Où l’on reparle d’Idi Amin Dada
Publié en octobre 2010. Par Jean-Louis de Montesquiou.
Un grand plaisir du voyage, ce sont aussi les livres que l'on peut découvrir sur place. J'ai ainsi trouvé en Ouganda un petit livre (1), écrit par un ancien ministre d'Amin Dada, qui donne un aperçu du fonctionnement de l'intérieur de cette sanglante dictature, mais aussi de la façon dont les technocrates, sous toutes les latitudes, parviennent à s'accommoder des régimes qu'ils servent avec zèle.
Idi Amin a commencé son règne de façon joyeuse et débonnaire (Dada veut dire grand-père !), après avoir délogé son prédécesseur en dictature, Milton Oboté. Mais très vite les Ougandais ont réalisé qu'ils n'avaient guère gagné au change : Idi Amin, qui était probablement illettré, était non seulement un dirigeant incapable, mais c'était aussi un des plus grands psychopathes de l'histoire politique mondiale. Il n'y avait pas que son physique de surdimensionné : sa paranoïa, sa cruauté, sa cupidité, sa voracité sexuelle, son incompétence, dépassaient elles aussi toutes les normes.
Il gouvernait de façon fantasque et imprévisible, en s'appuyant sur les ethnies nilotiques, très minoritaires dans ce pays bantou, et surtout sur l'armée, dont il était issu mais qu'il craignait farouchement. Longtemps, il a acheté sa complicité en l’ensevelissant sous les bienfaits ; et lorsque l'inflation a dépassé 400 % l’an, il a choisi d'expulser la prospère communauté indienne pour pouvoir en redistribuer les biens aux militaires, achevant de ruiner définitivement le pays. On lui attribue 150 000 victimes, dont beaucoup étaient torturées avant d'être exécutées (« le traitement VIP ») ; et sur celles dont il avait été proche, il aimait pratiquer des « rites de sang » aux confins du cannibalisme. J'ai pu voir, creusée dans une des collines de Kampala, sous l’ancien palais d'Amin, des cellules entourées d’un bassin d’eau dans lequel passait un fort courant électrique. Le dictateur y affamait ses ennemis présumés, leur laissant le choix de mettre eux-mêmes un terme à leurs souffrances.

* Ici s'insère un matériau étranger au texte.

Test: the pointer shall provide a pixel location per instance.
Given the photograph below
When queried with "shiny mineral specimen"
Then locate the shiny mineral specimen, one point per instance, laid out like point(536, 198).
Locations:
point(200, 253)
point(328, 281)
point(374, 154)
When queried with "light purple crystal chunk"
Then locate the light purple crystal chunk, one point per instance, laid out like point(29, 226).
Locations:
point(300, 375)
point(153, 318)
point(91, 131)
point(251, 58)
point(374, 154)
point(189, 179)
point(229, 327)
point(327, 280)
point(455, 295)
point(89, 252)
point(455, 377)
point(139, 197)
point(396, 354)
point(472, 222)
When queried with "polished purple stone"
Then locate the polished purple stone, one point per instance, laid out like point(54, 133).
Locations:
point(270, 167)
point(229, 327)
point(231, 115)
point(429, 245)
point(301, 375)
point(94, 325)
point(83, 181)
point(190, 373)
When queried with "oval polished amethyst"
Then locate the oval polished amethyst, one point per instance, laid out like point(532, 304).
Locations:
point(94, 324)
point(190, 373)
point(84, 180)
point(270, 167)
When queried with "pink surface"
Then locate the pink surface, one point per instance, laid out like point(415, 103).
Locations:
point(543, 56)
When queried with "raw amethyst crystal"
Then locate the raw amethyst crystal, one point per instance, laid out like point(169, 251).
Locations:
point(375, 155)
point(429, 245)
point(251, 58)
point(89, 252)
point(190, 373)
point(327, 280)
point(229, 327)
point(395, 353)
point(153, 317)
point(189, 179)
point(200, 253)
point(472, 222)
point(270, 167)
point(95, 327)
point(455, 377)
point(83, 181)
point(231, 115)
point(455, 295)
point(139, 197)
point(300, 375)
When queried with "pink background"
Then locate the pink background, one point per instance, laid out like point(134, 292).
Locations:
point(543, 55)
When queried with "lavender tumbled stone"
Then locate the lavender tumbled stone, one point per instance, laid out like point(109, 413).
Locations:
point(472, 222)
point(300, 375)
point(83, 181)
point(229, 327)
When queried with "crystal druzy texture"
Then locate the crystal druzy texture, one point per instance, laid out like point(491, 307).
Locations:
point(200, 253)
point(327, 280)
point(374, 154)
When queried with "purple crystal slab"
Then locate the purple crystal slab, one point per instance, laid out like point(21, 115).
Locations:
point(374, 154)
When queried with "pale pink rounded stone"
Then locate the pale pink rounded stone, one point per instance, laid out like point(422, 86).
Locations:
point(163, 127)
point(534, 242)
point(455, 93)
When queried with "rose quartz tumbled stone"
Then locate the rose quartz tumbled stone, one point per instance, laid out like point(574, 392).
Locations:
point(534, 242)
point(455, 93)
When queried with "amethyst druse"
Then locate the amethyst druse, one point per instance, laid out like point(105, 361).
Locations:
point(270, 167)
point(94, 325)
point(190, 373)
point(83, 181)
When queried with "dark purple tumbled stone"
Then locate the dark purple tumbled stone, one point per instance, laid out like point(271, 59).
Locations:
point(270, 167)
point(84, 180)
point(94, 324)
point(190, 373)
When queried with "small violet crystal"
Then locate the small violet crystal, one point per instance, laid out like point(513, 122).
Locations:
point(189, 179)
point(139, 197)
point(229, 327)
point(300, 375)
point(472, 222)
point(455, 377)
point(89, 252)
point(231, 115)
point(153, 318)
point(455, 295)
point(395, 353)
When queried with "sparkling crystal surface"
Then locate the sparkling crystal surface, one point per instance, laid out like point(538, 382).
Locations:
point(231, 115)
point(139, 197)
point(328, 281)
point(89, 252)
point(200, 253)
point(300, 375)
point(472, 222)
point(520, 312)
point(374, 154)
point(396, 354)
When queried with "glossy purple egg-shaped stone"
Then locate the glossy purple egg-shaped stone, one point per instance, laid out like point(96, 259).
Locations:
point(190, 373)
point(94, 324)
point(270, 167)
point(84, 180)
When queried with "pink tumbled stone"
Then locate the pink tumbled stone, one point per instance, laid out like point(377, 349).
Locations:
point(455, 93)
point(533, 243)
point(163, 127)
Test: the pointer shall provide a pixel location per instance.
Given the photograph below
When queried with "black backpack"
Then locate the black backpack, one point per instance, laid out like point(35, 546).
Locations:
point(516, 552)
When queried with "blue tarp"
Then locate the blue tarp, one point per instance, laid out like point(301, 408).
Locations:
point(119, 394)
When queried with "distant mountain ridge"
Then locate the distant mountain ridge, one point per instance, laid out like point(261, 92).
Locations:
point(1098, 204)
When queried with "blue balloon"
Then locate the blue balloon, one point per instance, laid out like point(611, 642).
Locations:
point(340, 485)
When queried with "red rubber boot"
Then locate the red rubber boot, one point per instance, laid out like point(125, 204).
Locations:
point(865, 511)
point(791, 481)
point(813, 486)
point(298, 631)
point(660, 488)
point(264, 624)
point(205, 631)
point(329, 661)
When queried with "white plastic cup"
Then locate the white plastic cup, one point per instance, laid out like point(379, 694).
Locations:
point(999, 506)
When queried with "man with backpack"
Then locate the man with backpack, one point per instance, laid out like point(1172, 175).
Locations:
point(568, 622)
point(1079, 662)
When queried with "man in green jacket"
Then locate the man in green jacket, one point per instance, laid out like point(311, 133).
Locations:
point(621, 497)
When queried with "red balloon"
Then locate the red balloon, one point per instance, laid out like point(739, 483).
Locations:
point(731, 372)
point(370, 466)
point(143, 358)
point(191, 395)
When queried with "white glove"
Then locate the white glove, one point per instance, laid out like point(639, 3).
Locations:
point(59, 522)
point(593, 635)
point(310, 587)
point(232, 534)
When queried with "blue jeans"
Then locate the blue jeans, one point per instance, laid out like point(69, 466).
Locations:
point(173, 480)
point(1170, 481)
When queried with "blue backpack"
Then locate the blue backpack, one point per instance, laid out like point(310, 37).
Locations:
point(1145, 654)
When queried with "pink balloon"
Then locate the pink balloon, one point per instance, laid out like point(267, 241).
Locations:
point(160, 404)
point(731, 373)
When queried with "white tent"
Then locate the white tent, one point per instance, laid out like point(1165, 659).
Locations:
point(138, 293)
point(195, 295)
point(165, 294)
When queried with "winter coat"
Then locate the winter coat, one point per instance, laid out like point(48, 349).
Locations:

L'auteur de ce récit édifiant, Henry Kiemba, un des plus proches et des plus efficaces collaborateurs d’Oboté, avait prestement tourné casaque pour servir Amin dès que celui-ci eut déposé son patron dans un énergique coup d'état. Heureuse manœuvre : la carrière de Kiemba a connu pendant les sept ans suivants une progression sans faille, de Secrétaire général du gouvernement à ministre de la Culture, puis de la Santé. Sept ans pendant lesquels il a assisté à l'effondrement complet de l'Etat ougandais, au sein d'un gouvernement qui était une parfaite mascarade (Amin nommait ses ministres en fonction de critères improbables, souvent sexuels, et se défaisait d’eux sous les prétextes les plus inattendus). Sept ans pendant lesquels Kiemba a avalé des couleuvres de dimension tropicale, vu disparaître dans les geôles de Kampala nombre de ses collaborateurs, collègues et amis, et même son propre frère.
Comment donc, peut-on se demander, ce fonctionnaire modèle, éduqué en Angleterre, ambitieux et zélé, doté d'un grand sens de l'Etat, a-t-il pu continuer à servir un tel régime ? Ce livre lève un coin du voile qui couvre un des mystères de l'âme humaine. Le bon M. Kiemba émaille son consternant récit d’ingénues remarques dans ce style : « L'incident était fâcheux, mais ne m'a pas frappé comme étant particulièrement inquiétant » (assassinat d'un officier supérieur, écrasé sous les chenilles d'un tank) ; « Sur le coup, je n'ai pas réalisé la portée de cette décision » (obligation faite aux ministres de prendre un rang militaire et de s'habiller en uniforme) ; « L'opération ne fut pas particulièrement sanglante » (élimination d'officiers d'une tribu hostile) ; « J'ai eu peine à donner crédit à ce récit » (autre acte de répression effroyable) ; « Je décidai de donner à Amin le bénéfice du doute », etc. Tout au plus Kiemba s'interroge-t-il candidement vers la fin du récit : « Dès lors que j'étais si bien informé des agissements d’Amin, pourquoi donc ai-je continué à le servir ? Essentiellement parce que je n'étais pas encore prêt à envisager la seule autre possibilité : l'exil. »
Dont acte. On fait donc huit heures d'avion et l'on croit arriver dans un univers exotique et différent – mais le premier auteur que l'on trouve en rayon, c'est un Papon équatorial. Quelle que soit la latitude, faire carrière demeure une motivation irrésistible.